We love celebrating the rescues of other-than-human animals from human laboratories – from 4,000 Envigo beagles . . . to 10 Gottingen pigs . . . to two rabbits named Figaro and Donna . . . to one dog named Gryffin.
Watching these survivors’ liberations and realizations of respect, equal consideration, safety, and love buoys our spirits and offers us discrete glimpses into the world as we wish it were.
Yet, while we celebrate the “gift” these individuals have been “given”, we find it especially important to recognize that justice is never a gift.
Justice should be viewed as a right, one that has been recognized specifically within the context of scientific research. Indeed, the 1979 Belmont Report identifies “justice” as one of three guiding, inviolable principles and dictates that vulnerable groups may not be used as subjects” in human research.
Because the interests of other-than-humans are the same as those of humans in all ways that matter, the Report’s exclusion of other-than-human research is nothing more than a codification of anthropocentric speciesism – the discriminatory belief system upon which the entire animal experimentation industry is built.
Fortunately, however, human denial of or blindness to an inherent right affects neither its existence nor attachment in any way.
Justice should be viewed as an inherent right belonging to, at the very least, all sentient beings.
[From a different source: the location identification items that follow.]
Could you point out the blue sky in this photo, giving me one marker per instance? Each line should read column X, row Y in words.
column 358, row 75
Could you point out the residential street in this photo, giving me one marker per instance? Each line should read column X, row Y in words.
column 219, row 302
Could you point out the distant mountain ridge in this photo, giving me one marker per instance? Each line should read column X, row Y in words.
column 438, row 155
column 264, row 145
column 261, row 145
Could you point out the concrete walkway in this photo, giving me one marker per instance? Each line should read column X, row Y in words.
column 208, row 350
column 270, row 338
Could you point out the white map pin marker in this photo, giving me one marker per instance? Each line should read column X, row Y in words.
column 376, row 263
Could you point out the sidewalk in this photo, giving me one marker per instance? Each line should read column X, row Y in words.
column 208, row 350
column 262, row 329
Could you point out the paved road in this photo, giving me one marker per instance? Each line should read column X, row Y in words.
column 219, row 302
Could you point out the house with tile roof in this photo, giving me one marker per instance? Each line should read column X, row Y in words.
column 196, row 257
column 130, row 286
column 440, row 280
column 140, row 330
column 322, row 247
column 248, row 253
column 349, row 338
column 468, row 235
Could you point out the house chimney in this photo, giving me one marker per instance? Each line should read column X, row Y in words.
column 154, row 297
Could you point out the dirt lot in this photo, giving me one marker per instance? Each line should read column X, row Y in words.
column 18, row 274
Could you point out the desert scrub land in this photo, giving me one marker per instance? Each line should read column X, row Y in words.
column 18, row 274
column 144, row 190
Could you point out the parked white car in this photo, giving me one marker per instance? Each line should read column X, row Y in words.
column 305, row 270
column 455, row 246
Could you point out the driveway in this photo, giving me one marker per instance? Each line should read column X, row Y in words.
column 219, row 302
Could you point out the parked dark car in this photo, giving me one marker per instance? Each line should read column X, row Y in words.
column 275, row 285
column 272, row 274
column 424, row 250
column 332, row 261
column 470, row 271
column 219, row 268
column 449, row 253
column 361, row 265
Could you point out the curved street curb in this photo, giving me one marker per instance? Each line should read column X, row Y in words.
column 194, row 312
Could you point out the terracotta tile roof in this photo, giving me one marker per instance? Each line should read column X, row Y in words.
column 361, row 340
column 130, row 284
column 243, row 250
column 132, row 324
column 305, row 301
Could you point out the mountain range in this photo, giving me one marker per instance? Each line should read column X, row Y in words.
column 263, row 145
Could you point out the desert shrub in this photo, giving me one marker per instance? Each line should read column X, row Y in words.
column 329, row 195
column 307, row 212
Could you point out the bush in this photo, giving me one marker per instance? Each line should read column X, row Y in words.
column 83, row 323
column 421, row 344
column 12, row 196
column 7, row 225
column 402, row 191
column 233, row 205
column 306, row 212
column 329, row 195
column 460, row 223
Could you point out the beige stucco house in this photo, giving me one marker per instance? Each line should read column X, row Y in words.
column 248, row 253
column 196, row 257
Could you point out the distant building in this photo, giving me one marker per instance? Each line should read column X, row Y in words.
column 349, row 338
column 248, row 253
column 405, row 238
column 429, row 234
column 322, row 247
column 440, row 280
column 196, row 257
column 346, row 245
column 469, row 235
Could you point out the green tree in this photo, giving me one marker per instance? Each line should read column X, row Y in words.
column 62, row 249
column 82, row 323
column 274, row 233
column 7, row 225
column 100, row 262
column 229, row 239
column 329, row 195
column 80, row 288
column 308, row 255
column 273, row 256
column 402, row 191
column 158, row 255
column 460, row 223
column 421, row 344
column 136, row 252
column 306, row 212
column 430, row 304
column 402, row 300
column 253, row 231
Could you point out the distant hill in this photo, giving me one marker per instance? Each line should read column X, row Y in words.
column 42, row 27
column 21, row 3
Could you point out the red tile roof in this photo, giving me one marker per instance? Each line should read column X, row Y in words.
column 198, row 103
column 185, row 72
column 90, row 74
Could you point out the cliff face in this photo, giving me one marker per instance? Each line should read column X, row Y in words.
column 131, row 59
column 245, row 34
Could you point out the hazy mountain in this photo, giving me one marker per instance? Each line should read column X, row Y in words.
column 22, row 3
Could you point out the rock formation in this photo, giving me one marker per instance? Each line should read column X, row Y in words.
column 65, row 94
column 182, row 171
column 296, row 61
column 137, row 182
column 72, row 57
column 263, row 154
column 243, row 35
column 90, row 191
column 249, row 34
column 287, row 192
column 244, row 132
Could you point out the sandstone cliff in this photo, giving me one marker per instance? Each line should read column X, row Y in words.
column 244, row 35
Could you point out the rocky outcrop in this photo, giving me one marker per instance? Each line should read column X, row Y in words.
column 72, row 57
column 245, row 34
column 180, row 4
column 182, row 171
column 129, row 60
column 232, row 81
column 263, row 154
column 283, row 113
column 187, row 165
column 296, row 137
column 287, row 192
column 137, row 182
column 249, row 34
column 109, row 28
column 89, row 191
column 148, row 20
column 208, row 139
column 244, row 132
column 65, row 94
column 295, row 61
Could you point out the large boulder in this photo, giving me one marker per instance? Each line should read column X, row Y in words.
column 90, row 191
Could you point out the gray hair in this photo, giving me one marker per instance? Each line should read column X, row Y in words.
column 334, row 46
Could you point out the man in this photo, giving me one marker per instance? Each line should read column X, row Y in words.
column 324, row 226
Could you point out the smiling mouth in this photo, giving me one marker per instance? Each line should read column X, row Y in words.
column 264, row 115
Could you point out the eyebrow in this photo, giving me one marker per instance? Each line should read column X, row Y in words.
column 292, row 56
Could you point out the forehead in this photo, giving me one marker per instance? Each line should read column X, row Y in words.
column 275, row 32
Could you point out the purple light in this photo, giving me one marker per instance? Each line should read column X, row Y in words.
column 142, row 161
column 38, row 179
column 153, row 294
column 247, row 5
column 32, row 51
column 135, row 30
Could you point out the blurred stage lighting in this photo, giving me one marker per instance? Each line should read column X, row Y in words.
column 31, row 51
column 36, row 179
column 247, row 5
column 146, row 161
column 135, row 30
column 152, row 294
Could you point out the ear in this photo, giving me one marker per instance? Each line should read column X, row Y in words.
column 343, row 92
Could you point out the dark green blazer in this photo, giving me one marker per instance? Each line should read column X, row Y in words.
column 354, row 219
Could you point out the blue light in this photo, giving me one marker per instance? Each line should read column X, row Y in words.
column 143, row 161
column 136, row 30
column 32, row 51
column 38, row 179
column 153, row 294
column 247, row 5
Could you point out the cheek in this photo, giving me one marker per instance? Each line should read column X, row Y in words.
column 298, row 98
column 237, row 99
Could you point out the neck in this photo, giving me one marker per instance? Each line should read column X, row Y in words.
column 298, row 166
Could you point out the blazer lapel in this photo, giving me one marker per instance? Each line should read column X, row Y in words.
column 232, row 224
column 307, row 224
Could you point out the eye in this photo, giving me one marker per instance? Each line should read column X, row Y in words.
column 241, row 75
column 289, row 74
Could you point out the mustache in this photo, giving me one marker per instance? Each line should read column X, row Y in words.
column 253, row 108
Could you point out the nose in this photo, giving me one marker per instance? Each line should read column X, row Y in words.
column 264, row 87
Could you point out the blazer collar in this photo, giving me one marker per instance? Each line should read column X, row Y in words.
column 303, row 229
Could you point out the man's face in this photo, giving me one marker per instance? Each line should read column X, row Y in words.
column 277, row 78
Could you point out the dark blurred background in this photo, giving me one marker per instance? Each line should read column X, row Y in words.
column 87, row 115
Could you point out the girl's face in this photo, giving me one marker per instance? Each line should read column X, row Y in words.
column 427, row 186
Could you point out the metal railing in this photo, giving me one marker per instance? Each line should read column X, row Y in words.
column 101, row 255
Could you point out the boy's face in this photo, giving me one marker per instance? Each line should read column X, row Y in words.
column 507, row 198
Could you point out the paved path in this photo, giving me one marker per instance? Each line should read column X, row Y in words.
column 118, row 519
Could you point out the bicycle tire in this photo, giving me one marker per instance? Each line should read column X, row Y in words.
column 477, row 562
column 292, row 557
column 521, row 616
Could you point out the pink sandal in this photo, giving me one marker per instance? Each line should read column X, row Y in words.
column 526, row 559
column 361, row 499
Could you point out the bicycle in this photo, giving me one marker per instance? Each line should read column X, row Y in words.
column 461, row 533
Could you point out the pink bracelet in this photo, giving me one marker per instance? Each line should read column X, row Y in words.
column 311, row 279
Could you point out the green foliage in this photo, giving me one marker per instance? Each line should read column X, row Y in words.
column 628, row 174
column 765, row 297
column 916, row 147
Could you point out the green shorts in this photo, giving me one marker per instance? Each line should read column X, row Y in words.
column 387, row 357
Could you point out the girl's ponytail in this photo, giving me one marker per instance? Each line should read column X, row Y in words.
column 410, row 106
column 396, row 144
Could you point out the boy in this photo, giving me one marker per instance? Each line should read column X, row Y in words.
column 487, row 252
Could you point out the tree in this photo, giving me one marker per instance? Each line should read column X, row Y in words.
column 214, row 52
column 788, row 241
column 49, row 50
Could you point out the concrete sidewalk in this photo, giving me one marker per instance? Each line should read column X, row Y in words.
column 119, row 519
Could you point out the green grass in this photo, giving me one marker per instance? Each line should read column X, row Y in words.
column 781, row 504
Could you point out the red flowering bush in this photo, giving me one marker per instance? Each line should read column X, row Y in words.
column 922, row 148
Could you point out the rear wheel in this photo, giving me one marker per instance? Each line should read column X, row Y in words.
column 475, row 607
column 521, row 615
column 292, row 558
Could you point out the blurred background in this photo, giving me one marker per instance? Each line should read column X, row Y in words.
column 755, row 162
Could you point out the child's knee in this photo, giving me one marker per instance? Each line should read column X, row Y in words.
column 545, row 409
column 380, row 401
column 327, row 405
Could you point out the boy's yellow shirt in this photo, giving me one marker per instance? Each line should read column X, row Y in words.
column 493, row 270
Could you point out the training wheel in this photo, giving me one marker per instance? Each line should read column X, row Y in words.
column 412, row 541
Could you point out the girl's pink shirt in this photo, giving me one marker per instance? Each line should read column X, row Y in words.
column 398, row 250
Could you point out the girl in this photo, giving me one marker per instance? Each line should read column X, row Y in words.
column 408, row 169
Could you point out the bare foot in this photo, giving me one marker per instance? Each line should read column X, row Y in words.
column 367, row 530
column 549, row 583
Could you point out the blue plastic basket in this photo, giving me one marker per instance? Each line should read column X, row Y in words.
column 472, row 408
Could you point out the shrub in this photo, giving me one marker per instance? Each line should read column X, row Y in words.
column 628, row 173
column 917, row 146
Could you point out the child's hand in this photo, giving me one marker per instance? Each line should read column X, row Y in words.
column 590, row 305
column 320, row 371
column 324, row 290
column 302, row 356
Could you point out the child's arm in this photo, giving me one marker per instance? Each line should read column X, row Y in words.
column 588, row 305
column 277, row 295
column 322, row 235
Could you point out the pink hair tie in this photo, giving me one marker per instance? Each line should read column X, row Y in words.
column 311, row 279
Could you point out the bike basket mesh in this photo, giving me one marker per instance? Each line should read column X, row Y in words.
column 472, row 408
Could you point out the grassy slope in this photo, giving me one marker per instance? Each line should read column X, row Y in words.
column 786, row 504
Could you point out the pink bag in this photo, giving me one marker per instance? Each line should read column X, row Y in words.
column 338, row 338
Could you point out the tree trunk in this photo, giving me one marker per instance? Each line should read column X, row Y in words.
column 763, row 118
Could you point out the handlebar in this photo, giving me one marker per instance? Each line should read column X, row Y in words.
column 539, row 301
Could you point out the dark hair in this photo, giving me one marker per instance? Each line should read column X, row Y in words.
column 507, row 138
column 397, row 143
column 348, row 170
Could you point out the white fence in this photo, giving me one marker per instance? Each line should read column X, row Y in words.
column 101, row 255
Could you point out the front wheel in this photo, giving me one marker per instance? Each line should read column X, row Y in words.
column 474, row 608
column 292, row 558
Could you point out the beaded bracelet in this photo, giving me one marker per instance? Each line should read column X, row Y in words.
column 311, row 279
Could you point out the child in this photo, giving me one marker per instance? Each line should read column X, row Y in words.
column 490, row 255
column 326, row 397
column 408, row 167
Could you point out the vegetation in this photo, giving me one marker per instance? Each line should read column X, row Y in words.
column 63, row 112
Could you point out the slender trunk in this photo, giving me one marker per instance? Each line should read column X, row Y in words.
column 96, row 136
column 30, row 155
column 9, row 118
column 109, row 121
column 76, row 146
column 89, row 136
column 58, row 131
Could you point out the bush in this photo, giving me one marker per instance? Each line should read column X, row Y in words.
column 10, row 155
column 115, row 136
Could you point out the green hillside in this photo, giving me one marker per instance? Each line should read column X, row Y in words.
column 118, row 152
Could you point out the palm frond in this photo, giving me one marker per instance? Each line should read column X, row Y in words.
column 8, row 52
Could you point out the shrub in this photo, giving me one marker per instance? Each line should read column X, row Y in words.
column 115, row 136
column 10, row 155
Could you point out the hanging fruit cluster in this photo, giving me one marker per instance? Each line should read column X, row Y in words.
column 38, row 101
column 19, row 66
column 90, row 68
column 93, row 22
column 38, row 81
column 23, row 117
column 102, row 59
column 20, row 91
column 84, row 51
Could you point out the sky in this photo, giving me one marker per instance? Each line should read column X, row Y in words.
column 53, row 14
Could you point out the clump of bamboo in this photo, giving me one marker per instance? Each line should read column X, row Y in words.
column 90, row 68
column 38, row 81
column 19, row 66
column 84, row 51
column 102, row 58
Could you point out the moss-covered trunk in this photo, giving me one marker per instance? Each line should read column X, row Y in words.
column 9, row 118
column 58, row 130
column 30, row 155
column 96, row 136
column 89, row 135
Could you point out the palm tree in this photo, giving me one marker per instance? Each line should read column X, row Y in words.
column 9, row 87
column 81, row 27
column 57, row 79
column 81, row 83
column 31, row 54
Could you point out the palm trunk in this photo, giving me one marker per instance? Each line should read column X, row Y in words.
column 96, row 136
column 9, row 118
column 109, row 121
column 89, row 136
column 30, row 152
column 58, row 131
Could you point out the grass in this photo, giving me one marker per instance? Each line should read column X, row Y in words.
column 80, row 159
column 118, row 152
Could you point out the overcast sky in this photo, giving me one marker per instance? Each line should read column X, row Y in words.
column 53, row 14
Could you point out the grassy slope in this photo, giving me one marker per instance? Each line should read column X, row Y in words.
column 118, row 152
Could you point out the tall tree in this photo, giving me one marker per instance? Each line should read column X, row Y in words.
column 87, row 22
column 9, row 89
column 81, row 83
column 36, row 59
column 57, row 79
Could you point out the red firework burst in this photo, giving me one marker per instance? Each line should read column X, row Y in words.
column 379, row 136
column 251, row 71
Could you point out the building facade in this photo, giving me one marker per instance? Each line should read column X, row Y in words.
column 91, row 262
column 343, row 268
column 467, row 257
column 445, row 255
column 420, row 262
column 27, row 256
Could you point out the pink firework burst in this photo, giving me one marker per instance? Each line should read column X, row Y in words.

Such a view calls forward the realization of Dr. Albert Leffingwell’s 1916 prophecy that “[s]ome day the question of vivisection will be merged in the larger problem, the adjustment of man’s relations to animals on the basis of JUSTICE.”
Such a view means that, when victims of animal experimentation are rescued from their industrial captors, their right to justice is being restored – not gifted.
And, such a view explains why our movement – the animal rights movement – may be framed as a “moral crusade” bent on “correcting [] injustices” and demanding “justice, equality, fairness, and rights.”
And, though we Americans profess a “deep commitment” to “justice”, we lack compassion.
“Compassion” is a term, or a concept, often invoked but rarely honored. Fundamentally, compassion is “both a prosocial mindset and a proactive behaviour [sic] against suffering” – to be sure, “one of the most singular aspects of compassion is that the distress felt by empathising [sic] with the sufferer does not stop there but rather ‘implies a concern for the sufferer and hence a desire or wish to help them’….”
It follows that compassion is a “key element for justice to flourish” – and that only once we manifest compassion can we manifest a true commitment to justice, that only once we embody compassion toward all sentient beings can justice be restored.
With compassion comes justice, and with justice comes peace.
A compassionate, just, and peaceful world is what we at Rise seek to champion each day, including during the holiday season when calls for compassion and peace abound in human circles. So, this December, we ask that you join us in taking these calls to heart, in manifesting true compassion and, thereby, gifting restoring justice and championing peace.